Describing the relationship between Michael Jackson’s estate and his ex-manager Tohme Tohme as adversarial is putting it mildly, and that tension was on full display Thursday as he took the stand in a trial over the King of Pop’s taxes.
Tohme, a former Colony Capital consultant, began working with Jackson in 2008 when he coordinated the buyout of a loan on Neverland Ranch. He says Jackson brought him on because of his relationship with Colony CEO Tom Barrack and, as a finder’s fee of sorts, he was to receive 10 percent of the total value of the loan. At the time, he says he was receiving $20,000 a month in consulting fees from Colony — plus a share of the deals in which he was involved.
The $23 million loan buyout allowed Jackson avoid foreclosure on the ranch and sealed Tohme’s position as the entertainer’s manager. Since 2012 he’s been involved in a contentious legal battle with Jackson’s estate over his pay. (More on that later.)
He was called as a witness by the IRS, presumably, to show that Jackson had business suitors in the time leading up to his death despite allegations of child molestation — which the estate claims hurt his brand and diminished the value of licensing his name and image. Tohme specifically mentioned prospects of a “Moonwalker” shoe deal with Nike and a Broadway musical based on Jackson’s songs.
Jackson estate attorney Howard Weitzman pulled no punches during his cross-examination of Tohme, making it quite clear his goal was to impeach him as a witness.
After going through the potential list of deals Tohme had mentioned and pointing out that none had come to fruition, Weitzman turned his attention to a series of documents that suggest Tohme was terminated in the spring of 2009. Tohme claims he worked with Jackson up until his death, but the estate has held that he was fired several months before that.
Jackson’s ex-manager has been known to go by “Dr. Tohme,” which led Weitzman to ask him about his résumé. Did he attend medical school? No. Did he have a Ph.D. in economics? No.
Weitzman then asked why Tohme had said during a deposition in a previous case, in which he was a witness, that he held those degrees.
“You tortured me in the media,” Tohme said, claiming that the estate hired a private investigator to dig up dirt on him and that the P.I. visited a woman he was briefly married to decades ago. “The reasons for these answers is I don’t want you to know. I’m a very highly educated person. I speak many languages. I don’t know what else to tell you.”
The transcripts of that deposition were admitted to the record following an objection from the IRS, but only for the purposes of impeachment.

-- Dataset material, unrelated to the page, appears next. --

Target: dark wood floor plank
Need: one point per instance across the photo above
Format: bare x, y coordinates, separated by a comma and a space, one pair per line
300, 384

The topic came up so often during Tohme’s questioning that during a recess he asked someone in the hall what “impeachment” meant and why Weitzman kept saying it.
Tohme got a brief break while noted theater producer James L. Nederlander took the stand to discuss the never-launched Thriller play. But when Weitzman called Tohme back for round two he turned up the heat, asking him about his replacement by Frank DiLeo. Tohme’s exasperation was clear as he angrily asked, “Who’s on trial here, me or the estate?”
Eventually, Weitzman brought up the estate’s pending litigation with Tohme. “Did you ultimately file a lawsuit against the estate?” he asked. “Yes,” said Tohme. He then noted to Weitzman that he’s been seeing him in court for several years and added coyly, “I like your company.” U.S. Tax Court Judge Mark Holmes took full advantage of the lighter moment to quip, “You’re under oath.”
Chuckles echoed through the courtroom, as they would a few minutes later when Holmes had another burst of wit after Weitzman’s final question.
Weitzman: Why do they call you Doctor?
Tohme: Why do they call me a doctor? You have to ask whoever calls me a doctor.
Weitzman: Is it in the same vein as Dr. J (Julius Erving) or Doc Holliday?
Holmes: Doc Holliday was a real doctor.
Weitzman: You don’t have to answer.
Tohme decided to leave the matter “for another time” — which could likely be mere months from now during his own trial against the estate.
After Wietzman finished, IRS attorney Sebastian Voth pointedly asked Tohme about their relationship. “Is it fair to say that you and the estate have a very contentious relationship?” asked Voth. “Yes,” answered Tohme.
The legal fight between Tohme and the estate dates back to 2012, when a pair of dueling lawsuits were filed. At the center of the dispute is whether Tohme’s work near the end of Jackson’s life was for the superstar’s benefit or his own. They also dispute whether he is entitled to the $2.3 million from the Neverland Ranch loan and a share of the revenue that has been earned since Jackson’s death.
Trial is currently set for October and, if Tohme’s time on the stand Thursday is any indication, there will likely be fireworks in the courtroom.